Index of Multiple Deprivation 2019

Index of Multiple Deprivation 2015

Health

In general terms, Reading tends to score better than the national average for most health measures, although this hides problems amongst particular communities.

  • One of the most significant health-related statistics is that life expectancy is 8 years lower for men and 7.2 years lower for women in the most deprived areas of Reading than in the least deprived areas (Source: Public Health England Health 2016-18).
  • For further information see Reading’s Joint Strategic Needs Assessment (JSNA).
Proportion of population reporting good or very good health Proportion of population reporting limiting long-term illness
Reading 86% 13%
England 81% 18%

Source: 2011 Census, Office for National Statistics

Crime

Crime and the fear of crime have become more significant issues as Reading’s evening economy has grown over recent years.

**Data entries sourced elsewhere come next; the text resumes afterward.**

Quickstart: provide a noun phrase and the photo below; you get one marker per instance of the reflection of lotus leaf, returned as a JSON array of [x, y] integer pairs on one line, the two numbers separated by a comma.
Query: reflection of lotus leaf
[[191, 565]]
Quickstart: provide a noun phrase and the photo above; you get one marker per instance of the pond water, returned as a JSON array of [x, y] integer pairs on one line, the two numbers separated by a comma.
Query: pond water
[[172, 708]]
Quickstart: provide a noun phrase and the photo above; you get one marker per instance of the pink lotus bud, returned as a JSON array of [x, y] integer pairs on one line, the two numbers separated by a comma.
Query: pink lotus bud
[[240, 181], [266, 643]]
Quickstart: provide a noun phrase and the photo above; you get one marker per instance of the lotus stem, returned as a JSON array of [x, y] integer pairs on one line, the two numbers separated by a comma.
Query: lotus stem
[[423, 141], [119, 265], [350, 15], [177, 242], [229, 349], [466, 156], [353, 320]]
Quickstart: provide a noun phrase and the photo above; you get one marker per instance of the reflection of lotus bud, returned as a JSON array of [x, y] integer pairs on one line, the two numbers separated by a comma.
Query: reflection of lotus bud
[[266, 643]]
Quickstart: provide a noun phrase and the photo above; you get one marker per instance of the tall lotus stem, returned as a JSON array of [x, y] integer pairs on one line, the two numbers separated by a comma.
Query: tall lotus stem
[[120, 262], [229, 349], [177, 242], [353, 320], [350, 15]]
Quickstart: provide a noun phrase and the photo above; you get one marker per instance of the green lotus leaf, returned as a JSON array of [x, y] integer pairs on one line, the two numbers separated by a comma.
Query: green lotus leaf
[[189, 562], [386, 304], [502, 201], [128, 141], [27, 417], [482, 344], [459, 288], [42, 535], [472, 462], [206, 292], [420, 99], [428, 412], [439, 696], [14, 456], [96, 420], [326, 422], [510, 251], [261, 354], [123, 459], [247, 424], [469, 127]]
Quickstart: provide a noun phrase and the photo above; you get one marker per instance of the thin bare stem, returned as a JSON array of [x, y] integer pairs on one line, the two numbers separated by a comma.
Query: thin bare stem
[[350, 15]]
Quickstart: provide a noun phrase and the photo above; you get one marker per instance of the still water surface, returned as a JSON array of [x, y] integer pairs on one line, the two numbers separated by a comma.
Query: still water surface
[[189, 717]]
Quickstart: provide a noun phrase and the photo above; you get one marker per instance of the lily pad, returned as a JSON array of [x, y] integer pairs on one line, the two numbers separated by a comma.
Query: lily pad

However, Reading has a fairly average crime rate, when compared our most similar group of Community Safety Partnerships, ranking 10th out of the 15 CSPs.

  • 17,183 crimes were reported in 2019/20, a 4.8% increase on the previous year (ONS 2019/20)
  • Violent crime has increased by 16.1% from 18/19 to 19/20
  • Reading is currently above average for arson, theft from person and cycle theft; below average for burglary, theft from vehicle, vehicle interference and wounding.
  • The current priorities for Reading’s Community Safety Partnership are:
    • Domestic violence
    • Vulnerable communities (hate crime, preventing violent extremism and counter terrorism)
    • Other violence
    • Adult exploitation

 Transport and travel to work

Reading is a major population and employment centre within the South East, benefiting from close proximity to London and Heathrow, and with excellent links to national road and rail networks as well as to Heathrow Airport. Such connectivity is represented by Reading’s status as a regional transport hub, international gateway and a major transport interchange.

As with most other towns and cities in the UK, Reading experiences congestion on many of its main routes during the week, with the commercial success of the town adding to weekend congestion.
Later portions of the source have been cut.